The search area for the missing Malaysia Airlines flight MH370 has now been expanded to a massive 2.24 million square nautical miles, said Datuk Seri Hishammuddin Hussein.
The Acting Transport Minister said both the northern and southern corridors have been divided into seven quadrants each.
"In the northern and southern corridors, each quadrant is 160,000 square nautical miles in total," he told a packed auditorium at the Kuala Lumpur International Airport.
Hishammuddin said in the southern corridor, Australia and Indonesia have agreed to take the lead of their respective parts of the search corridor.
"In the northern corridor, China and Kazakhstan have agreed to lead in the search areas closest to their countries," he said.
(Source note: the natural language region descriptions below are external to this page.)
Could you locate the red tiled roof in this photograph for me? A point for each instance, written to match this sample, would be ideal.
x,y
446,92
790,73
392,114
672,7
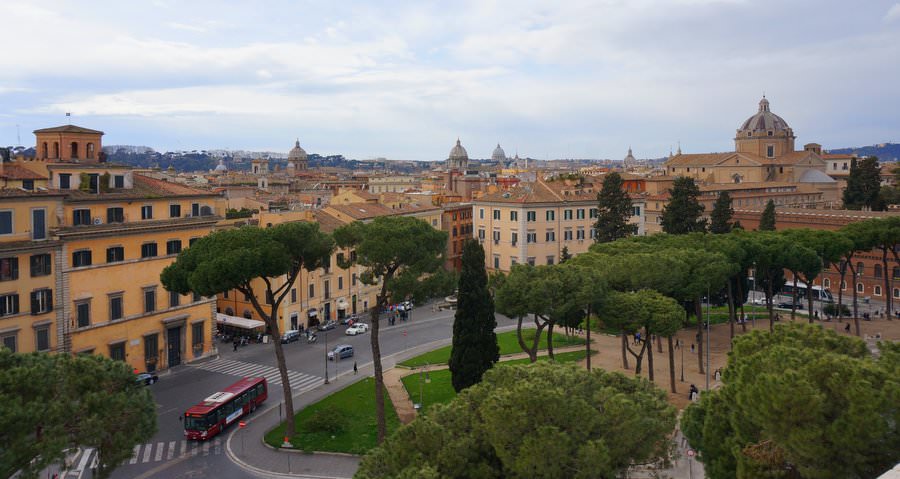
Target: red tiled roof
x,y
16,172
Hishammuddin said Australia has already moved a P-3C Orion aircraft to the region of the Cocos and Christmas Islands.
"Today, the Prime Minister of Australia confirmed that Australia will send an additional two P-3C Orions and a C-130 Hercules. A US P-8A Poseidon aircraft will also be travelling to Perth today to help with the search," he said.
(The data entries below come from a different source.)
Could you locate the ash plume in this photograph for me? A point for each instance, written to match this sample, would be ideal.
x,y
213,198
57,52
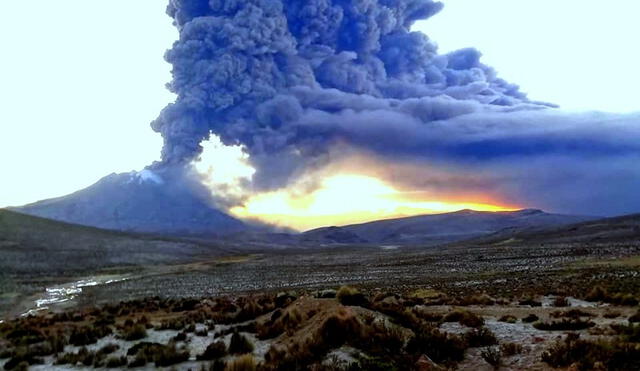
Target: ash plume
x,y
289,79
253,71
"This is an enormous search area and it is something which Malaysia cannot possible search on its own," Hishammuddin said,
He said many countries had come forward to offer assistance and support to the ongoing search and rescue operation.
Hishammuddin, who is also the Defence Minister, revealed that the Royal Malaysian Navy had deployed additional resources to the SAR operations.
"Two more ships and a Super Lynx helicopter was deployed today to the southern corridor," he said.
This brings to four the total number of RMN vessels and two Super Lynx helicopters currently deployed in the southern corridor.
Hishammuddin said Malaysia had also deployed two C-130 aircraft to the Indonesian sector of the southern corridor.
When MH370 first disappeared on March 8, the search began 50 nautical miles (93 kilometres) from Igari, off Kota Baru.
It was later expanded to 100 nautical miles (186km) when initial SAR operations failed to reveal any clues.
Hishammuddin said other countries had also contributed assets to assist in the SAR operation.
The United States, Australia, New Zealand, South Korea, Japan and the United Arab Emirates have all deployed aircraft.
On the logistical front, over the past 24 hours we have been working hard with other countries to narrow the search corridors.
“Our focus is on four tasks: gathering information from satellite surveillance, analysis of surveillance radar data, increasing air and surface assets, and increasing the number of technical and subject matter experts,” he said .
He said the search for MH370 remains the government’s top priority.
“In the last few days we have been intensively contacting our friends across the search regions. The co-operation we saw in the first phase continues in this new phase.
"In fact, there is even more commitment to assist us in this much larger and more complex multinational operation,” he said. – March 18, 2014.